Wednesday, January 7, 2009
Just before dawn one winter's morning, a hijacked jumbo jet blows apart above the English Channel. Through the debris of limbs, drinks, trolleys, memories, blankets, and oxygen masks, two figures fall toward the sea. Gibreel Farishta, India's legendary movie star, and Saladin Chamcha, the man of a thousand voices, self-made self and Anglophile supreme. Clinging to each other, singing rival songs, they plunge downward, and are finally washed up alive, on the snow-covered sands of an English beach.
Their survival is a miracle, but an ambiguous one, as Gibreel acquires a halo, while, to Saladin's dismay, his own legs grow hairier, his feet turn into hooves, and hornlike appendages appear at his temples.

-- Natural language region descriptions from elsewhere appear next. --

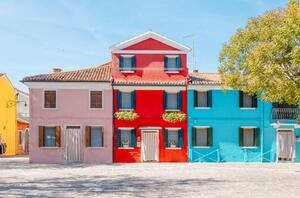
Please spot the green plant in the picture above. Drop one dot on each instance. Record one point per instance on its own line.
(174, 117)
(126, 115)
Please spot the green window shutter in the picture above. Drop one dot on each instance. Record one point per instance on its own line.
(178, 62)
(209, 98)
(133, 63)
(254, 101)
(133, 99)
(121, 63)
(166, 63)
(241, 98)
(180, 138)
(257, 137)
(166, 138)
(133, 138)
(179, 100)
(119, 100)
(118, 137)
(241, 137)
(209, 137)
(196, 99)
(194, 136)
(165, 100)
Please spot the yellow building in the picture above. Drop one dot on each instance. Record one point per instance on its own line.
(8, 115)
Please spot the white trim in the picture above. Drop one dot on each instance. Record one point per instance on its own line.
(43, 99)
(146, 36)
(69, 85)
(137, 87)
(102, 100)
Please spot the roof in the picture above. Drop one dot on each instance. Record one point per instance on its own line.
(101, 73)
(148, 35)
(199, 78)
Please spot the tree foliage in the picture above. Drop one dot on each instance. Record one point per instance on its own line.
(264, 57)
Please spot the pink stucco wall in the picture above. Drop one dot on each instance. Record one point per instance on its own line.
(72, 110)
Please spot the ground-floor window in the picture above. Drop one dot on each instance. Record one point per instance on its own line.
(202, 136)
(94, 136)
(249, 137)
(126, 138)
(173, 138)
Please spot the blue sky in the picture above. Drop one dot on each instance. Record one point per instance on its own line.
(36, 36)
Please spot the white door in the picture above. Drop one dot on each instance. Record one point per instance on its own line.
(286, 148)
(150, 148)
(73, 144)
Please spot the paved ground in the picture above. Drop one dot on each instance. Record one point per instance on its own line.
(18, 178)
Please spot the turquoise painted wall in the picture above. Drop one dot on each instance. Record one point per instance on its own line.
(226, 117)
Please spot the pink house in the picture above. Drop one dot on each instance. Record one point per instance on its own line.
(71, 116)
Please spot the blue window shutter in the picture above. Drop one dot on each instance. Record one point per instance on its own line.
(133, 62)
(209, 98)
(166, 63)
(133, 99)
(118, 138)
(121, 62)
(179, 100)
(166, 138)
(165, 100)
(180, 138)
(119, 100)
(178, 62)
(133, 138)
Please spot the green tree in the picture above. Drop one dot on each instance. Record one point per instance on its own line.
(264, 57)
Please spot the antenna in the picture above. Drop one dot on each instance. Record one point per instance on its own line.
(193, 48)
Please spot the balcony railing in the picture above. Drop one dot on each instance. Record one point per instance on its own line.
(285, 113)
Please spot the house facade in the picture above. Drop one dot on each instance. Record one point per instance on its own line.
(234, 127)
(71, 116)
(149, 82)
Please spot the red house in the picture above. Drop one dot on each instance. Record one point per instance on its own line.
(150, 99)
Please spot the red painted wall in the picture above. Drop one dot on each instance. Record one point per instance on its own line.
(149, 107)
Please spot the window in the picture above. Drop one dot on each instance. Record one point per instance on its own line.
(173, 138)
(50, 137)
(172, 101)
(202, 137)
(172, 63)
(50, 99)
(126, 138)
(247, 101)
(249, 137)
(94, 136)
(127, 63)
(20, 137)
(202, 99)
(96, 99)
(126, 100)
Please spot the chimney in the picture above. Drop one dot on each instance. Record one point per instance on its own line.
(56, 70)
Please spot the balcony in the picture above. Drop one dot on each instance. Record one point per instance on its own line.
(285, 113)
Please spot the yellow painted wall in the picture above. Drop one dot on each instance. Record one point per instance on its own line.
(8, 115)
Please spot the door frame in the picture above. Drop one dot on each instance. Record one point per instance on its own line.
(81, 142)
(153, 130)
(284, 129)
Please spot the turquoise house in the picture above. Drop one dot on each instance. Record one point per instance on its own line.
(234, 127)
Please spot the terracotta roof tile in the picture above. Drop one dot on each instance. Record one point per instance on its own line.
(100, 73)
(198, 78)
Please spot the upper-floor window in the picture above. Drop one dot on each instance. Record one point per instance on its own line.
(172, 101)
(172, 63)
(249, 137)
(126, 100)
(202, 99)
(247, 101)
(96, 99)
(50, 99)
(127, 63)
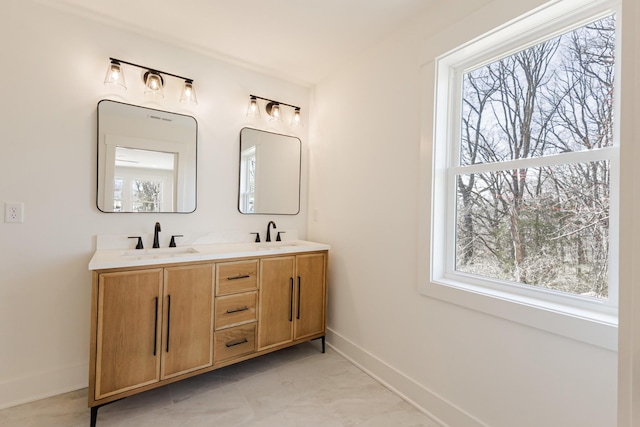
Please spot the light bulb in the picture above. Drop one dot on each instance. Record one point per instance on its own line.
(296, 121)
(273, 109)
(114, 75)
(153, 81)
(188, 93)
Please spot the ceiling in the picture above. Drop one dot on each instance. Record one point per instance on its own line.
(301, 40)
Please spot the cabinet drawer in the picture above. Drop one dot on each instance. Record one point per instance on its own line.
(235, 277)
(233, 342)
(236, 309)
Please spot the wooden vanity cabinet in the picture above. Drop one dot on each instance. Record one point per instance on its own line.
(153, 325)
(128, 333)
(292, 299)
(150, 325)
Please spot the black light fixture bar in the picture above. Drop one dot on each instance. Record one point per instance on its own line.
(275, 102)
(187, 79)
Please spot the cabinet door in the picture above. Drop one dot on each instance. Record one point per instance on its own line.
(128, 333)
(276, 301)
(187, 330)
(310, 295)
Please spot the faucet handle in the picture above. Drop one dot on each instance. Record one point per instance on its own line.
(139, 245)
(172, 243)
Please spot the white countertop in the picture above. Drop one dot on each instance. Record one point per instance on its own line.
(116, 258)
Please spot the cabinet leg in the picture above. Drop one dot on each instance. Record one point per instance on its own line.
(323, 343)
(94, 416)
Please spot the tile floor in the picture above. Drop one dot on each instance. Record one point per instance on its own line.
(298, 386)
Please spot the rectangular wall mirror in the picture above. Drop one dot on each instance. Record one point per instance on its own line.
(269, 173)
(146, 159)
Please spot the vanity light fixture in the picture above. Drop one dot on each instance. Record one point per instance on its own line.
(273, 109)
(253, 111)
(296, 120)
(114, 75)
(154, 83)
(153, 80)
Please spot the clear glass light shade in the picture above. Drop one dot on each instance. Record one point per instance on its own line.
(253, 111)
(114, 75)
(296, 120)
(153, 82)
(188, 94)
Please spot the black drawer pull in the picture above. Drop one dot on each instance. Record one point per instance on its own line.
(235, 310)
(238, 342)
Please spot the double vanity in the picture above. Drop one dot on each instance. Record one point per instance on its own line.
(161, 315)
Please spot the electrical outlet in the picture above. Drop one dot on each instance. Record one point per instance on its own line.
(13, 212)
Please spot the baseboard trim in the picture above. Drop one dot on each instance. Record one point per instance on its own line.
(408, 389)
(43, 385)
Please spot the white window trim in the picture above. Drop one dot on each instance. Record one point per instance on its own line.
(589, 321)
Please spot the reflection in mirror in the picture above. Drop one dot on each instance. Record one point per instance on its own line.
(146, 159)
(269, 173)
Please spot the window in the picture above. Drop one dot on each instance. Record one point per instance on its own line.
(525, 174)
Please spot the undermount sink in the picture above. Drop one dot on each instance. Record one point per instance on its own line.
(159, 252)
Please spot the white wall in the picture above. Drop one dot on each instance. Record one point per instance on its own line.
(464, 367)
(53, 68)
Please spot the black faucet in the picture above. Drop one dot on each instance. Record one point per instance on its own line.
(269, 230)
(156, 230)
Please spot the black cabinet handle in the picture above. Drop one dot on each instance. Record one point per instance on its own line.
(238, 342)
(236, 310)
(168, 319)
(139, 245)
(291, 302)
(298, 316)
(155, 330)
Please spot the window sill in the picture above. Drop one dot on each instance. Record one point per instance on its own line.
(598, 329)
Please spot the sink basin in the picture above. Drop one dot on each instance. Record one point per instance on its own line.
(158, 253)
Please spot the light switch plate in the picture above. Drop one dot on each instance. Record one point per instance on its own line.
(14, 212)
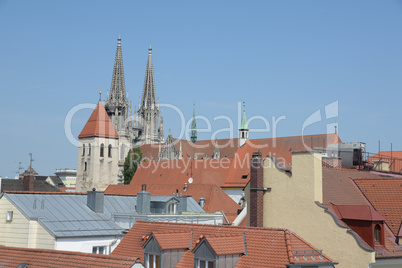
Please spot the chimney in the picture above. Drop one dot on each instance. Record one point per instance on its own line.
(256, 194)
(381, 165)
(95, 200)
(202, 202)
(28, 181)
(144, 201)
(182, 206)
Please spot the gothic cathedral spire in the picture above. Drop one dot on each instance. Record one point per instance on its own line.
(149, 131)
(148, 94)
(117, 102)
(243, 130)
(193, 127)
(117, 94)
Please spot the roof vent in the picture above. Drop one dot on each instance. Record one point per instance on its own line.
(95, 200)
(202, 201)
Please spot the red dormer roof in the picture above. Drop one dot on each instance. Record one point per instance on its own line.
(262, 247)
(99, 125)
(385, 194)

Gibreel and Saladin have been chosen (by whom?) as opponents in the eternal wrestling match between Good and Evil. But which is which? Can demons be angelic? Can angels be devils in disguise? As the two men tumble through time and space toward their final confrontation, we are witness to a cycle of tales of love and passion, of betrayal and faith: the story of Ayesha, the butterfly-shrouded visionary who leads an Indian village on an impossible pilgrimage, of Alleluia Cone, the mountain climber haunted by a ghost who urges her to attempt the ultimate feat---a solo ascent of Everest; and, centrally, the story of Mahound, the Prophet of Jahilia, the city of sand---Mahound, the recipient of the revelation in which satanic verses mingle with the Divine.
In this great wheel of a book, where the past and the future chase each other furiously, Salman Rushdie takes us on an epic journey of tears and laughter, of bewitching stories and astonishing flights of the imagination, a journey toward the evil and good that lie entwined within the hearts of women and men.